There was a crescendo of excitement that was built around the Monetary Policy announcement. In the last few days the opinions were increasingly divided. The status quo camp believed that there would be no rate cut due to uncertainties over inflation and the Fed meeting in September. The rate cut camp (including the likes of Moody’s) believed that a 25 basis point rate cut was likely due to low growth as well as the Federal Reserve Board (FRB) minutes hinting at postponing the rate hike to December. In the end the status quo camp prevailed. Now for the highlights of the monetary policy announced by the RBI on 04th August 2015!
Highlights of the Monetary Policy – August 04, 2015
- The repo rate was kept unchanged at 7.25%
- The Cash Reserve Ratio (CRR) was kept unchanged at 4%.
- The RBI has once again raised concerns over non-transmission of rate cuts by banks
- Consensus reached on rate-setting panel
- RBI retails growth target of 7.5% for the fiscal year 2015-16
- Capital infusion into PSU banks will assist in transmission of rate cuts more effectively
- Consumption demand is picking up in urban areas
- Global markets, especially exports, remain weak.

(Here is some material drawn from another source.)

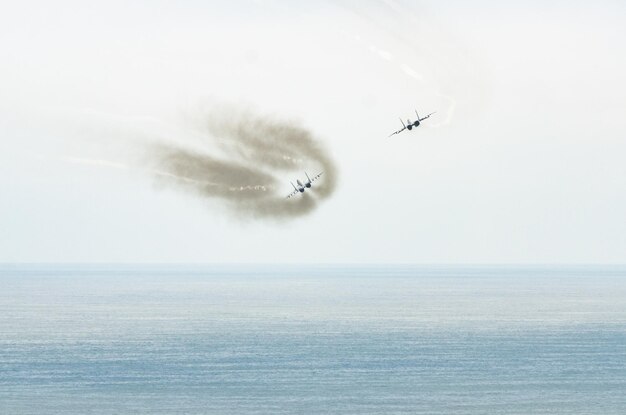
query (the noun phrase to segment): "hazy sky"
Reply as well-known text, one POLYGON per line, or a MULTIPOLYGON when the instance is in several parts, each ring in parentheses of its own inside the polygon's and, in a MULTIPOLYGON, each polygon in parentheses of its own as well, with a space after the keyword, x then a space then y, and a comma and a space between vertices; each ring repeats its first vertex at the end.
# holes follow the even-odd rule
POLYGON ((623 2, 5 3, 0 261, 626 262, 623 2), (310 130, 334 195, 160 184, 141 143, 215 105, 310 130))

Why the rates were kept constant
There were possibly 2 key reasons for the rates to be kept constant in the monetary policy. Firstly, there is the huge uncertainty on the inflation front. In the months of July and August the inflation number is likely to be low due to the base effect. This is not sustainable and is likely to go up again in September. Secondly, the RBI is still not satisfied with the extent of rate cut transmission by banks. Sample this! Since the beginning of the calendar year 2015, the RBI has cut repo rates thrice in tranches of 25 basis points each. Out of this 75 basis points cut in rates, only 30 basis points have been passed on by banks to the end customer. Therefore, the RBI believes that the purpose of rate cuts is getting defeated.
Combining recapitalization and transmission
The RBI has expressed its view that for transmission to happen to the fullest extent, the recapitalization of banks is a must. This problem is more acute in case of public sector banks. Due to high level of NPAs and low Tier-I capital, they are not able to transmit the benefit of rate cuts to the end customer. The high NPAs are adding to costs of banks and hence the rate cut by RBI is just giving them enough breathing space to survive. Rate cuts are therefore getting difficult. Additionally, most PSBs are starved for capital and that is constraining their loan book. Now the government has drawn up a plan to recapitalize PSBs through a Rs.70,000 crore infusion, it will synchronize better with rate cuts and a more efficient transmission mechanism.
Waiting for the September effect
The next monetary policy is schedule on September 29, 2015. The RBI may consider a rate cut in this particular policy; at least that is the indication that one gets. IIP numbers have been quite poor and core sector growth has been consistently bad. Both these factors call for a rate cut. But there are two key events in September. Firstly, there is the base effect of inflation. The base effect is likely to keep inflation low in July and August. With the base coming back to normal in September, it will give a clearer idea of the actual level of sustainable inflation. This will help the RBI to calibrate its monetary policy better. Secondly, there is the Fed meet that is scheduled in September. The thinking of the Fed is not very clear at this point of time but it is believed that they may want to wait till December for a confirmation that positive US data is sustainable. By September 29, the RBI will have clarity on both these issues. This will enable them to calibrate their monetary view better.
The long and short of the policy
The RBI governor has played it safe ahead of a plethora of uncertain events; and rightly so. A status quo in this policy gives him time till the end of September to evaluate the twin factors of the inflation base effect as well as US Fed rate decision. Moreover, the RBI governor has also hinted at a consensus with the government of India on the subject of the formation and structure of the Monetary Policy Committee (MPC). It is highly likely that effective the next policy on September 29, the MPC may play a pivotal role in rate decisions. That will have to wait till the end of next month!